Yeah, yeah, I’m still waffling and have yet to get to the story. I know. This is traumatic. Cut me some slack!
So….once upon a time, many years ago, I was the manager of a retail store. We had only four employees (including me) so we were all called upon to do everything from stocking the shelves and helping customers to cleaning up at the end of each day. This included vacuuming the floor every night before we closed up. <shudder> Being a place of business, we did not have a silly little household vacuum to do the work….oh no….we had one of those industrial Kirby things that looks like it might well have landed from another planet in the hopes of taking over one day. What did I care, it did the job.
This particular evening I dragged this monstrosity out to the retail floor, removed several boxes of shoes from a lower shelf, crawled in there and plugged in the cord. Yes, that WAS the only electrical outlet available, I’m sure the designers of the store had a good laugh about that one.

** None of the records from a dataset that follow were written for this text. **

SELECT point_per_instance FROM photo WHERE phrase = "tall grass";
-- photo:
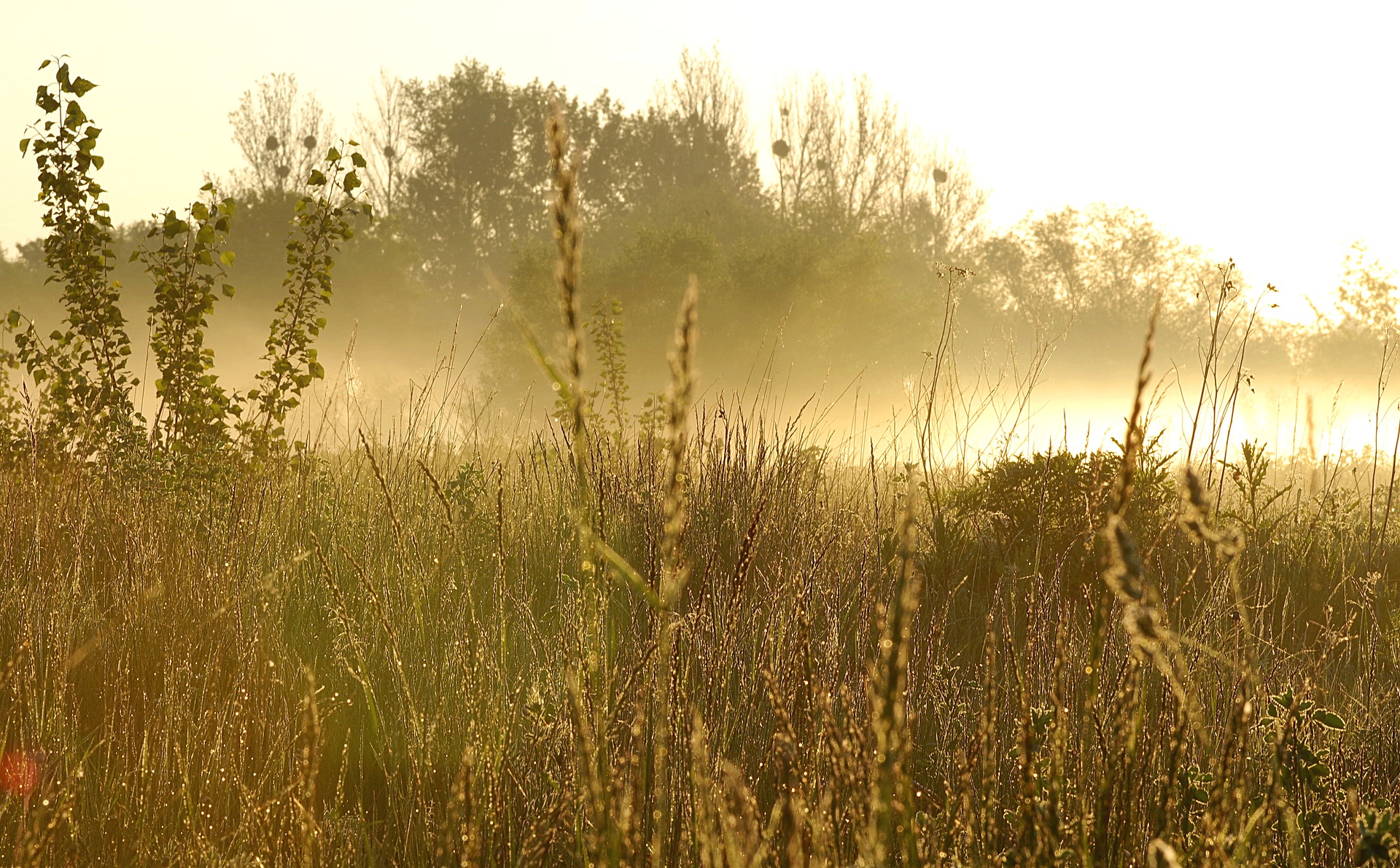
(712, 644)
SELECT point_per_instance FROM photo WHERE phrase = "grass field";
(700, 638)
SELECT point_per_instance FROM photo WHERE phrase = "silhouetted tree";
(385, 138)
(281, 133)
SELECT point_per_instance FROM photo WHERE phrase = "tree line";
(823, 231)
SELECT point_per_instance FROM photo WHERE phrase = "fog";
(841, 235)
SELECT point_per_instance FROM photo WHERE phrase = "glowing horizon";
(1249, 130)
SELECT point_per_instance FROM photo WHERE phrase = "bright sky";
(1260, 130)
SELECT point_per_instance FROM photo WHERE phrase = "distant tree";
(479, 187)
(849, 161)
(281, 135)
(1101, 261)
(1366, 293)
(709, 93)
(385, 136)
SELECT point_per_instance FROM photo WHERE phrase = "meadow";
(701, 635)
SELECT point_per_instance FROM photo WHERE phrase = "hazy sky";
(1260, 130)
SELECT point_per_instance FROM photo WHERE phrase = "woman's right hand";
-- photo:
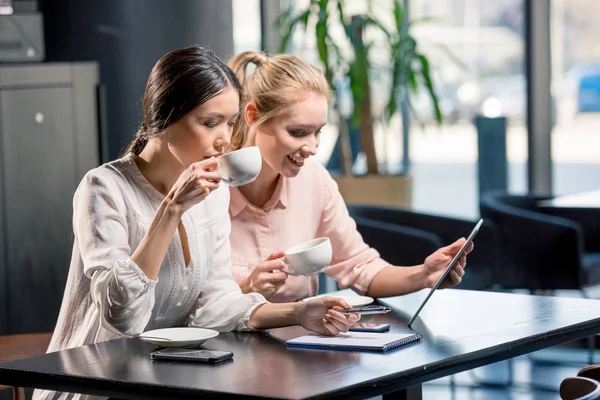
(267, 277)
(194, 184)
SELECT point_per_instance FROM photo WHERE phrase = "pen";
(367, 310)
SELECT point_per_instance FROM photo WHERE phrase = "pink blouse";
(301, 208)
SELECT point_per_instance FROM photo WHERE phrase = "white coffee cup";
(240, 167)
(309, 258)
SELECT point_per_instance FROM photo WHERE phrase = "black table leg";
(411, 393)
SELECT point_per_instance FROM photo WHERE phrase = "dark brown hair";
(179, 82)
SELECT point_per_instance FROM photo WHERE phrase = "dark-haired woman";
(152, 228)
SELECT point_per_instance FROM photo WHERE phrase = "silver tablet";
(448, 269)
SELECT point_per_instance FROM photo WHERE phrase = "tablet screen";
(448, 268)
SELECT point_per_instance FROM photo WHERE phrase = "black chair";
(398, 245)
(482, 263)
(540, 252)
(579, 388)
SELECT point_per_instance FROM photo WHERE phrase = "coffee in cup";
(310, 257)
(240, 167)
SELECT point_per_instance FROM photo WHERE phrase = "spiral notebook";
(356, 341)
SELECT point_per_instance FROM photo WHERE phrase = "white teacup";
(240, 167)
(309, 258)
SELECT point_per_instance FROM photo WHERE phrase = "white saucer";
(354, 301)
(178, 337)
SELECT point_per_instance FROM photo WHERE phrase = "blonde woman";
(152, 230)
(294, 199)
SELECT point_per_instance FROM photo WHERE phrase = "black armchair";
(399, 245)
(482, 262)
(540, 251)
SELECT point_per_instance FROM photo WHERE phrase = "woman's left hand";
(437, 262)
(320, 315)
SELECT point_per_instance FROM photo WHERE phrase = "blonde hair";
(273, 86)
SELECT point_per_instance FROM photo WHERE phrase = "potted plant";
(350, 63)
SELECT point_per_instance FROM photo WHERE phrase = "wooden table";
(589, 199)
(461, 330)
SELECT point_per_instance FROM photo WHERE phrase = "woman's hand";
(194, 184)
(267, 277)
(320, 315)
(437, 262)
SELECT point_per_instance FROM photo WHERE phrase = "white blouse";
(108, 296)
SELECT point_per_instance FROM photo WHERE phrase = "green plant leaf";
(288, 26)
(425, 72)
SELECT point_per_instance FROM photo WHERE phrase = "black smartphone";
(367, 310)
(191, 355)
(369, 327)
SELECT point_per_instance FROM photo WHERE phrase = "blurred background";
(516, 84)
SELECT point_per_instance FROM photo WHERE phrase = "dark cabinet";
(48, 139)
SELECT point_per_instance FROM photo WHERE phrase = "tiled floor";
(535, 377)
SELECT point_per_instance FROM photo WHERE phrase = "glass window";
(576, 89)
(246, 25)
(476, 52)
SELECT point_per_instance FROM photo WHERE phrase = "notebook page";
(365, 340)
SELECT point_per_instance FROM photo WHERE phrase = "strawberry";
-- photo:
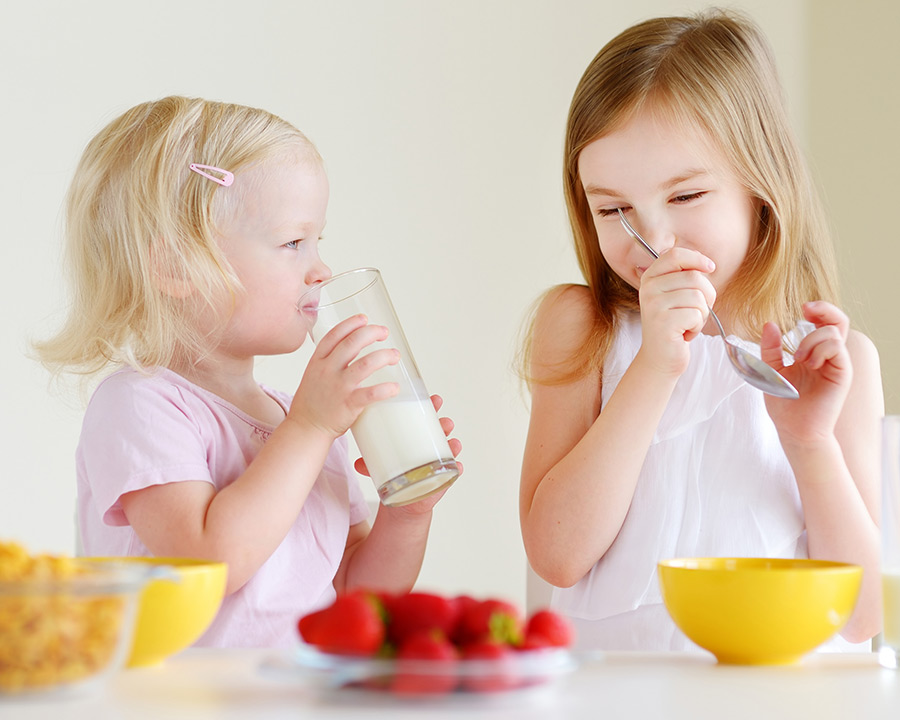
(351, 625)
(550, 627)
(494, 668)
(418, 612)
(426, 664)
(490, 619)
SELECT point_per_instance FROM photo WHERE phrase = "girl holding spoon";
(644, 443)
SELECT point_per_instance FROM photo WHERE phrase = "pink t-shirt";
(143, 430)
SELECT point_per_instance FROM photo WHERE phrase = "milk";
(396, 437)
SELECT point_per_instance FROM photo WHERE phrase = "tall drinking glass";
(400, 439)
(889, 652)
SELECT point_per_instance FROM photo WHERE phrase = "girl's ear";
(167, 278)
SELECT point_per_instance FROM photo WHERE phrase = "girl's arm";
(832, 438)
(243, 523)
(389, 556)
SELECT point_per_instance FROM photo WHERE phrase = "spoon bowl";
(751, 368)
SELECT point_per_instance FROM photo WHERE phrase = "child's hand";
(330, 396)
(821, 372)
(675, 296)
(455, 447)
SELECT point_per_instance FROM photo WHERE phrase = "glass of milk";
(400, 439)
(889, 652)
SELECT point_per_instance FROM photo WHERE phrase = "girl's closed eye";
(610, 212)
(688, 197)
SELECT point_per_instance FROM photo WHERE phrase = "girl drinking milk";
(193, 230)
(644, 444)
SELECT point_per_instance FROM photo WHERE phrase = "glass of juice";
(400, 439)
(889, 652)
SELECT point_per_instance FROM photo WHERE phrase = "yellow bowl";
(174, 613)
(759, 611)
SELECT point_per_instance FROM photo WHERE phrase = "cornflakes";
(53, 629)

With the beast plugged in, I step on the little foot switch to turn it on and commence vacuuming. I get through the first aisle and halfway down the second when it suddenly shuts down. I assume that I have inadvertently pulled the cord from the socket and go to check. Nope, still plugged in. I head back to the machine and while I am still about ten feet away it starts up again of its own accord and begins running helter skelter between the two racks of shoes, banging into shelves and leaving chaos in its wake. Ooookay, maybe there’s just a loose wire in the cord or something and all of my jiggling with it fixed the issue. I wrangle the thing back under my control and go on about my business. Two minutes later it shuts off again. This time I wonder if perhaps there is an issue with the on/off switch. I tap it with my foot. Nothing. Tap it again. Still nothing. Now I’m wondering if maybe I’m just not pushing the button in properly with my foot since I’m wearing boots so I lean down to push it with my fingers. ZAP! Ever seen those movies where someone gets electrocuted and they fly backwards? Yep, that was me. Slammed right into the 8’ tall shelf behind me and crumpled to a heap on the floor while cheap shoes were raining down on my head from above.
The first thing I do is check to make sure none of my employees witnessed any of this. They would never respect me again if they had. While I’m sure that being surrounded by shoes is a fantasy of many women (including myself), being surrounded by CHEAP shoes after being thrown across the room by an electrical appliance is not the stuff of dreams by any stretch of the imagination.
This is now war. Cleaning is not fun, at least not for normal people. Cleaning while being assaulted by a vacuum cleaner is even less so. I’ll be damned if it’s going to get the better of me.
The plug is still plugged so I’ll have to deal with the demonic machine itself. I pick myself up off the floor and stride purposefully towards the vacuum/beast/alien invader with as much confidence as I can muster. I can only imagine that showing this thing any weakness whatsoever would spell my certain doom. It is sitting there looking oh so innocent. I take the handle in my grip and tap the switch again with some force. Ok, so in the meantime I’m also ducking and covering my head with my free hand because, let’s face it, I don’t want this thing to decide it might be a good idea to start pelting me with plastic high-heeled pumps. It turns on, just as it was supposed to, and I’m left looking like some kind of spastic idiot in a half crouch.
I peek at it cautiously, see that it is running exactly as it should and decide that it was all either an anomaly or I have a greater imagination than I had previously thought. I continue with my cleaning. Yes, I’m keeping a close eye on it in case it goes all Transformers on me or something, but it’s behaving itself so I finally calm down.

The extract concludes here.